But the chief is being too modest: Armed and Famous — must I be its eulogist? — was a show in the best tradition of reality. Its premise (celebs making busts in underclass USA) had that classic we-came-up-with-it-when-we-were-high quality, and every episode was stuffed with accidental Life. Here were the unpurged images of America, and the great lines. Emile the wife beater, railing at his swollen spouse from the back seat of La Toya Jackson’s police cruiser: “I never hit you! No! I pushed you and held you, yes . . . ” Officer Jack Osbourne, son of Ozzy, observing a woman in handcuffs as she took a desperate, wheezing drag off her husband’s cigarette: “It was like a baby bird feeding from its mother.” Always amusing, too, was the way the arrestees, from beneath their various welts, Taserings, and clouds of meth, would manage to recognize their celebrity apprehenders. One shirtless miscreant, pounced upon by Officer Erik Estrada, tauntingly called him “Mr. Emilio Estevez.” Muncie, Muncie, you fairyland of disgrace, we’re gonna miss you.
Besides, last week’s American Idol was a bore, a whole hour without any singing, just the judges saying no or yes to a long parade of contestants. Cowell teased them with drawn-out double negatives — “You haven’t . . . failed,” “We have decided not . . . to exclude you” — and there was plentiful use of that industrial swooshing sound so beloved of the show’s producers, the noise of someone’s hopes being vacuumed into the abyss, but the suspense was mild at best. Chris Sligh is still in it, the man who said he’d entered the competition because he “wanted to make David Hasselhoff cry.” Sligh, as Jody Rosen has noted in Slate, is “American Idol’s first ironist: if he wins it’ll be like Stephen Colbert becoming president.”

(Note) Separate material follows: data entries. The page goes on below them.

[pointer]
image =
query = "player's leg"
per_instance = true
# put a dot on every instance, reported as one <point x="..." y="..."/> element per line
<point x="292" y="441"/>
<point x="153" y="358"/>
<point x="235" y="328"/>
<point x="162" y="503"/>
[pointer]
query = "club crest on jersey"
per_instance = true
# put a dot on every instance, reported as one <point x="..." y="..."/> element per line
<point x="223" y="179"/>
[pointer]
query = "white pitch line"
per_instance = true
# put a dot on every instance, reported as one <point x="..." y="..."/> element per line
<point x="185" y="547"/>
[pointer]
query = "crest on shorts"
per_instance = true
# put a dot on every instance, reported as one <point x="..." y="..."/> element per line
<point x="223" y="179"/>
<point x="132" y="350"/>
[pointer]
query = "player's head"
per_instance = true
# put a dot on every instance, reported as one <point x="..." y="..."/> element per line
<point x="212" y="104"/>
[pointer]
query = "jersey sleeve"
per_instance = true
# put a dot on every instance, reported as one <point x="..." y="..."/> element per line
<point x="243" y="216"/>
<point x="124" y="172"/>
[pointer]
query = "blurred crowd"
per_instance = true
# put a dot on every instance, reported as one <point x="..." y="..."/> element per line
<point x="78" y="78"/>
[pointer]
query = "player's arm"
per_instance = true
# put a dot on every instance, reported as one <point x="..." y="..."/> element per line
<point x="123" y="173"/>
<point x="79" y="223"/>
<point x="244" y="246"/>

No ironists of any sort are involved in the production of Nashville Star 5 (USA Network, Thursdays, 10 pm). This is proper red-state stuff, pumped straight from the beating heart of the nation: “Get ready, America!”, “If America gives him a chance . . . and I think America will,” “Anything you want to say to America right now?”, “I agree with America.” This being country music, it is expected of each contestant that he or she come hauling some great luggage of experience: tears, strife, an operation, an overcoming. “I like your story, man,” say the judges. In Episode #5, Zac Hacker stole the show with a slow-beating, grief-stained number about his daddy called “If It Wasn’t for the Whisky”: “Daddy had a weakness/He kep’ it on a shelf.” The producers kept a camera on Hacker Sr., the flawed patriarch himself, as he sat in the audience. “He tried to teach me wrong from right/With the backside of his hand.” Mr. Hacker was wearing a black leather jacket with fringed sleeves, and his face was wrenched into a sort of triumphal half-snarl. The camera, shooting upward from knee level, caught the grandeur of his belly and his massed neck flesh. He reared and wallowed in his seat, transported by emotion, and as the song finished — “If it wasn’t for the whisky/Daddy would’ve bin a goo-ood man” — he hoisted himself aloft and gave his son a trembling pair of devil horns. Wild stuff. But wildest of all is Zac’s sister, Angela Hacker, who is also competing and will surely take the prize: she has a rasp in her voice like a chair scraping backward before a bar fight.
Ego Trip’s The (White) Rapper Show (VH1, Mondays, 10 pm) is becoming essential viewing, a laboratory of race relations. Last week, white rappers Jus Rhyme (political) and John Brown (king of the suburbs) had dinner with rap/reggaetón heavyweight N.O.R.E on top of the Empire State Building. Jus arrived for the evening with a black bandana covering one eye and a baseball hat piratically tilted on top. He perched parrot-like on the edge of his seat and squawked about how he worked “with the youth” but would take one drink “out of respect for y’all.” John Brown, whose face never loses its brooding, childlike heaviness, informed his host that he was working with a label called Ghetto Revival. N.O.R.E winced, stroked his chin, and brought the proceedings to a speedy close, fearing perhaps that another five minutes in the company of these clowns would oblige him to throw them over the side of the building.